General questions about coursework

If you have general questions about your coursework, you can go to a practical and ask your questions. The practicals on Monday (15:00 - 17:00, JKCC 2) and Tuesday (10:00 - 12:00, JKCC12) are fairly empty. (The first hour on Tuesday is supervised by Dr. Liu, second hour by Dr. Priss). There are also practicals on Wednesday and Thursday.

Printout for the coursework

When you print your source code and documentation, please, avoid using too much paper. Use small fonts and print two pages per page (and/or use both sides). As long as the text is readable without a magnifying glass, it will be ok. Remember to highlight the security part(s) with a pen.

Each team should only hand-in one copy of the code and documentation.

Marking Scheme for the coursework

You can reach a total of 45 points for the coursework. This is 50% of your final mark. The points will be distributed as follows:

Basic Search12 points
Advanced Search12 points
HTML: search screens, results pages8 points
parsing,cookie, security6 points
design and adherence to specification3 points
documentation, credits page4 points

Problems with Titan:

  • Internal Server Error
    If you edit your CGI files using a Windows editor, the first line of your file must end in "-w" ("#!/usr/local/bin/perl -w"), otherwise you will get a server error. This is because Unix does not like the Windows newline character after "/perl"; Unfortunately, some CGI scripts may not run with the "-w" option on Titan (see below).
  • No html pages or CGI scripts are viewable through browser
    For some reason C&IT seems to occasionally reset permissions. Go to your home directory (the one above public_html) and type chmod 711.
  • Slow response or no response on Titan
    Instead of the URL,, you can also view your files through This is processed through a different webserver which currently seems to work better. (Thanks to B. Laird for alerting me to this problem.) If you are editing your files on a Unix editor, you should leave the "-w" off the first line. (I.e. the first line should be "#!/usr/local/bin/perl"). Then most likely your scripts will work on Titan.

    Problems with Cookies

  • Cookies are turned off by default in IE in the JKCC. To turn them on go to Tools/Internt Options/Privacy/Advanced Settings

    Specific questions about the coursework

  • Parsing
    You can either parse the three text files once and store them in new files or you can parse them each time a user searches. But make sure that the parsing is done by Perl and does not involve any manual editing.
  • cat versus catalog, but versus butter
    A search for "cat" should not return "catalogue", a search for "but" should not return "butter". Use word boundaries (\b) to achieve this.
  • Underscores in the text
    You should take the underscores out of the original text file.
  • Dealing with "don't"
    There are some odd occurrences in the text file, for example, "don't" is printed as "do n't". Ignore this. I won't use such words to test your search.
  • Boolean Operators in basic search
    In the basic search, the operators from the form can directly be translated into Perl AND/OR/NOT.
    Operator Precedence: AND is stronger than OR. That means that "a AND b OR c" is the same as "(a AND b) OR c". For NOT: "a NOT b" is the same as "a AND NOT b".
  • Documentation/Help page
    The text of your documentation page (or help page) should be between 1 and 2 pages long when printed on A4 paper. In addition to that you should have 1 or 2 diagrams as specified in the coursework description.

    Expert Search

  • Boolean Operators in expert search

    Short answer: I apologize for the confusion about the expert search. If you think that your search does not correspond to any of the solutions I describe below (for example, if you don't allow a + for the first term), please, don't panic. These are minor details which do not have a major impact on the points for the coursework. I would recommend that you don't start making changes but instead mention in your documentation how your expert search works.

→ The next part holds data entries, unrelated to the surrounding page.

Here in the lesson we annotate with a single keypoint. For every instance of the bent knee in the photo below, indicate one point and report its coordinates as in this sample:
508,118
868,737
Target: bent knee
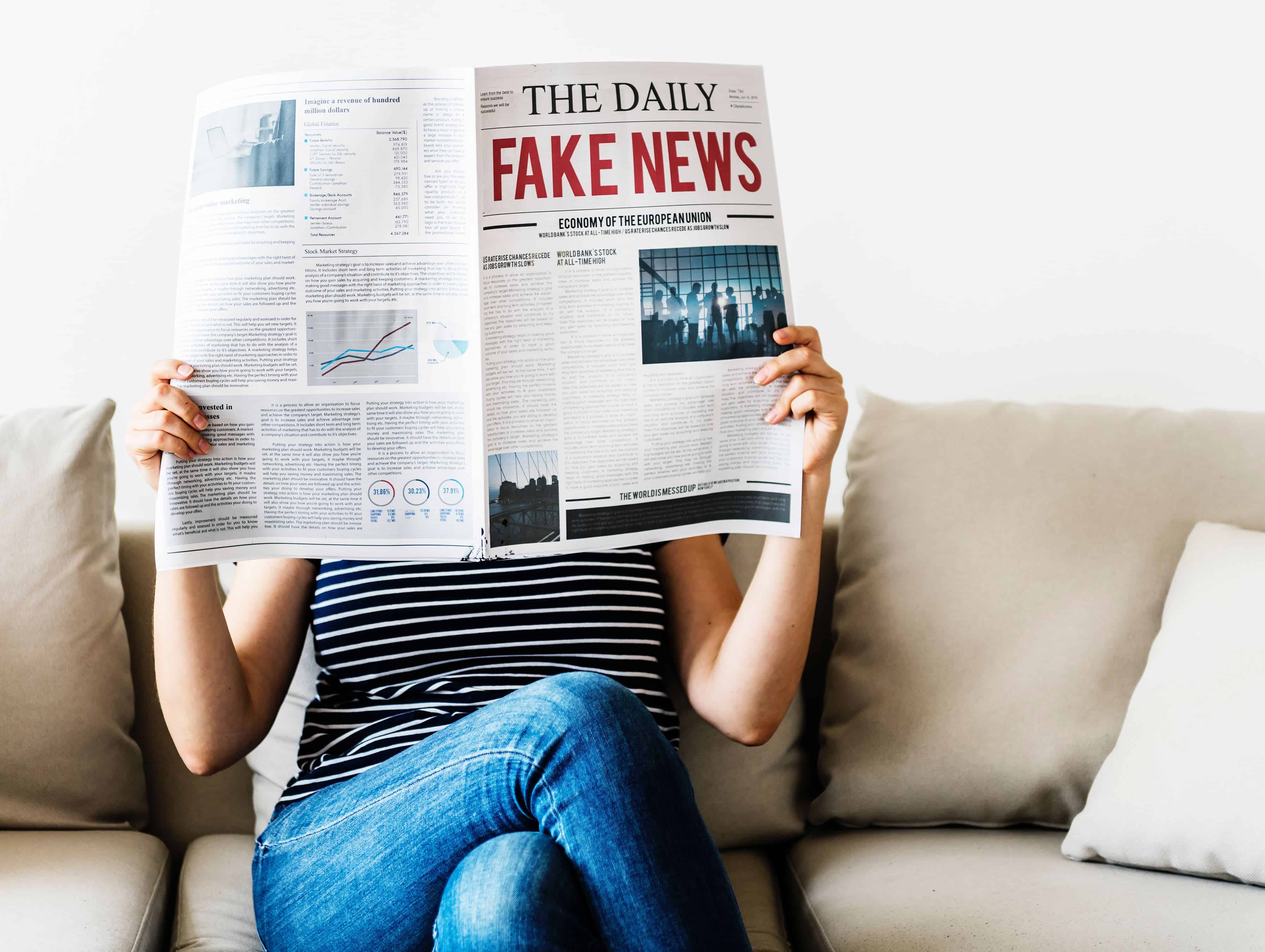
500,883
584,695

    Long answer: Translating the Boolean operators directly into Perl AND/OR/NOT causes problems. If
    +cat +dog bird fish
    was translated into
    (cat AND dog) OR bird OR fish
    then documents with only bird or fish but not dog or cat would be retrieved. This would be a contradiction to the fact that cat and dog are supposed to be required.

    But it turns out that other possible solutions also have problems. Another solution is to group all + terms and all terms without + and connect them with AND:
    (cat AND dog) AND (bird OR fish)
    But this produces odd behavior in the case of only one optional term because
    +cat +dog bird
    would be translated as
    cat AND dog AND bird
    where the optional term is then also required.

    The solution which seems most appropriate from a logical viewpoint would be to leave the optional terms off, if required terms exist:
    cat AND dog
    But this logically correct solution has severe usability issues because optional terms seem to have no purpose at all.

    All of these issues are caused by the fact that there is no simple way to translate natural language terms (such as "required") into Boolean operators.

    In conclusion: Your expert search should produce precise results in cases where all terms are optional and in cases where all terms either have + or - in front of them, because these cases are unambiguous. In all other cases, there exist several different possible solutions.

  • How the expert search will be evaluated
    You need not consider more than three terms in one query. You can expect the plus or minus sign to be directly attached to the terms. For example, a query might be "cat +dog", but not cat + dog or cat+dog.